China's major securities companies have high hopes for A shares in 2016 as the government puts forward more supportive policies and the economy continues to stabilize.
The benchmark Shanghai Composite Index fell 0.94 percent to 3,539.18 points on Thursday. The index lost 2.45 percent last week. It took a hit on Monday that it did not recover from despite gains on Tuesday and Wednesday. Mainland stock exchanges were closed on Friday for the New Year's holiday.
The Shenzhen Component Index finished Thursday down 1.75 percent at 12,664.89 points, shedding 2.27 percent for the week.
The CSI 300 Index of the biggest companies traded in Shanghai and Shenzhen fell 0.91 percent to 3,731.00 points, down 2.79 percent for the week.
The ChiNext Index, which tracks the country's NASDAQ-style board for growth enterprises, fell 2.36 percent to 2,714.05 points, finishing the week down 2.89 percent.
Although many investors see the stock markets as volatile, they remain bullish about the prospects of domestic stocks.
Ten major domestic securities companies have made predictions for the Shanghai index in 2016, according to media reports.
Of the 10, GF Securities Co gave the most bearish prediction, estimating that the index will fall to 2,890 points by the end of the year. Shenwan Hongyuan Group Co had the most optimistic prediction, putting the index as high as 4,750 points by year's end.
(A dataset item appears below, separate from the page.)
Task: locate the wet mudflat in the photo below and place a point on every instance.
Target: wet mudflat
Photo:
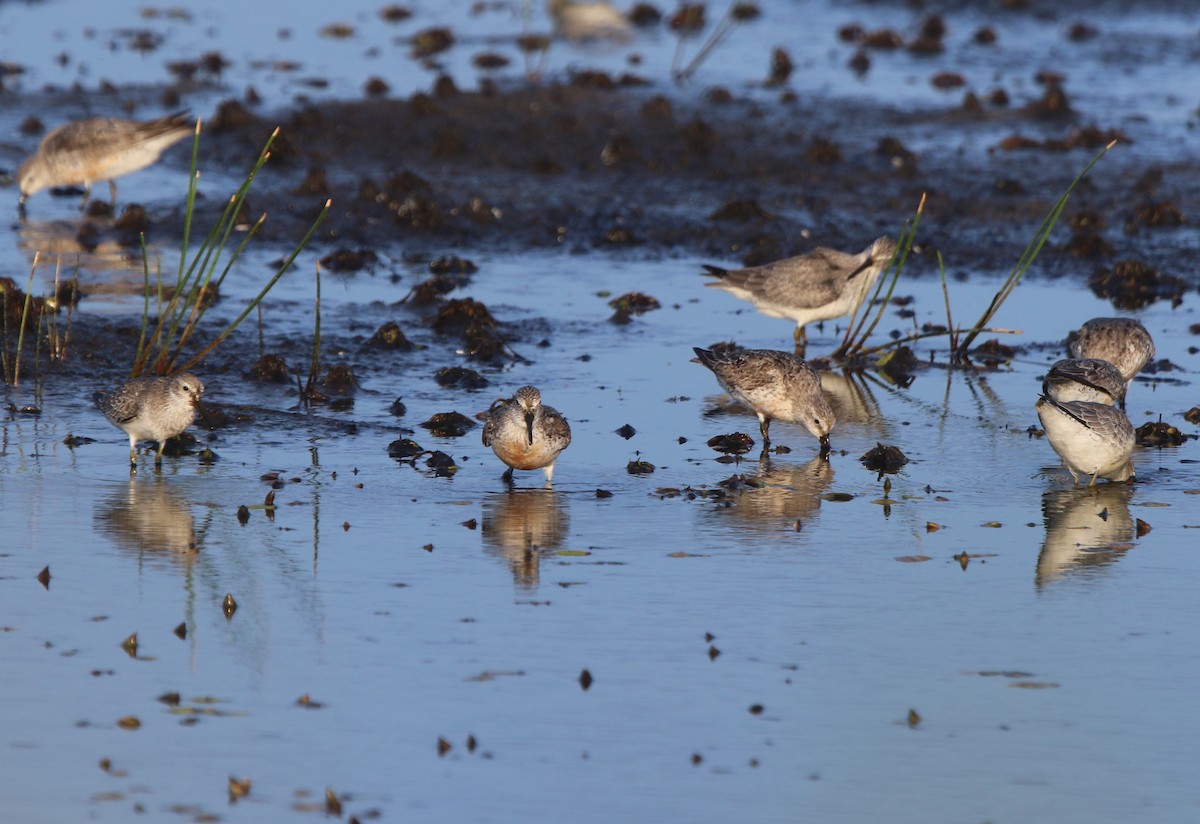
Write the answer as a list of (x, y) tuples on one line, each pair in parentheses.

There were several reasons for the general optimism. Because China's economy has shown signs of recovery, they don't believe it will experience a "hard landing" in 2016, Du Shi Kuai Bao reported on Sunday.
Second, they forecast the central government will continue to loosen monetary policy and provide greater policy support for the capital markets as part of its goal to spur direct financing for companies, according to the newspaper.
As for sectors worth investing in, the major securities companies preferred emerging and fast-growing industries to traditional ones.
Many investors also see opportunities in mergers and acquisitions, especially those related to State-owned enterprises.
There were more than 4,600 mergers among Chinese enterprises in 2015, with a total deal value of 2.6 trillion yuan ($399 billion), according to the financial data dealer Wind.
As there are reasons for optimism, many factors also weigh on the market. For example, there is concern that the highly anticipated registration-based IPO system will water down stock prices.
In addition, some worry that stocks could fall with the expiration of the rule requiring senior executives and large shareholders to maintain holdings in their own companies.